Computing checksums for files

Checksums are a way to generate a fixed-size "fingerprint" of a file. They are used to verify that two copies of a file are the same without comparing the files themselves. For example, if we have a large file and you have a large file, we can check that they are the same (with very high probability) by running a command like,

$ sha512sum TMY-User-Manual.pdf 
2693e3bd683b3d7283c60b2c83e2e... TMY-User-Manual.pdf

(where we have elided the complete checksum because it is quite long).

There are several checksum algorithms and they vary in how expensive they are to compute and how likely it is that two different files have the same checksum, called a "collision". CRC32 is not appropriate for this use because it has a quite high chance of collisions, but it is used on some communication links.

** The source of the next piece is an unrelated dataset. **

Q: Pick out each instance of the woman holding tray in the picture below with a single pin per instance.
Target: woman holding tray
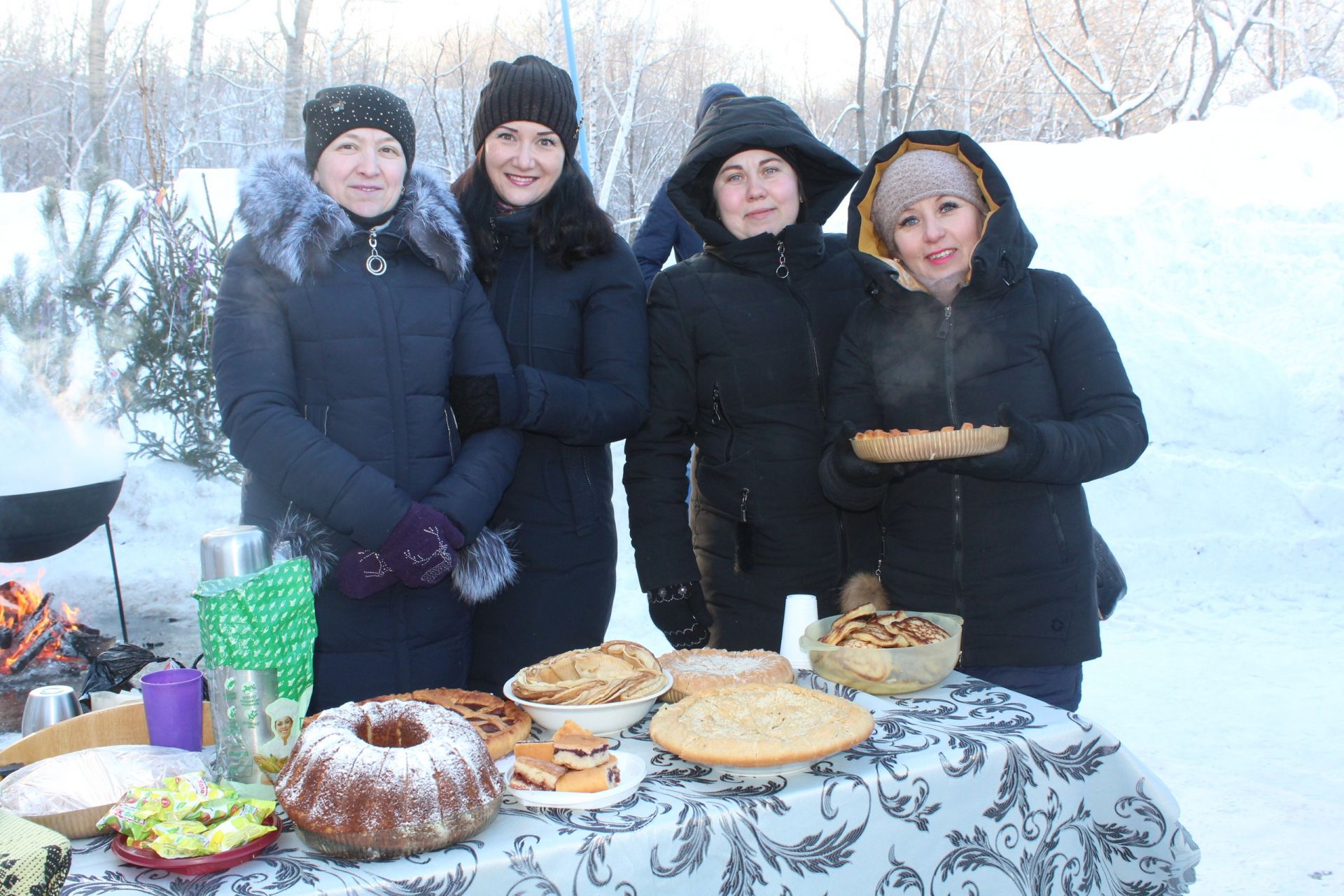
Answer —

MD5 and SHA1 are quite old and collisions are known to be possible. SHA256 and SHA512 are thought to be robust enough that the chance of a collision is essentially zero.

Our convention is to store SHA512 checksums in a file called SHA512.sums in the top level directory of a dataset, together with a README.txt (or README.nfo or README.md) file. The actual data should be in a subdirectory.

To create a SHA512.sums file, suppose that the data is in a subdirectory called tmy. We would then do,

$ find ./tmy -type f -print0 | xargs -0 sha512sum > SHA512.sums

The first part of that command, with find, descends into the ./tmy directory looking for regular files (-type f). It will skip directories and any special files. It then prints the filenames that it finds to the standard output. The reason for -print0 as opposed to -print is to correctly handle files with spaces, quotes, or other special characters in their names. It does this by using a NULL character, or 0 as a delimiter. We hope that there are no files with NULL characters in their names. This is possible, but rare and should be corrected before packaging and distribution of the data.

The second part of that command, with xargs, reads filenames from its standard input, separated by a NULL character (-0) and runs the sha512sum command on them. The output is then redirected and saved in the SHA512.sums file.

There are similar commands for computing the other kinds of checksum that are used in exactly the same way: sha256sum, and even sha1sum or md5sum for situations where those have been used by someone else. Checksums made with sha256sum should be stored in a file called SHA256.sums and similarly with the others.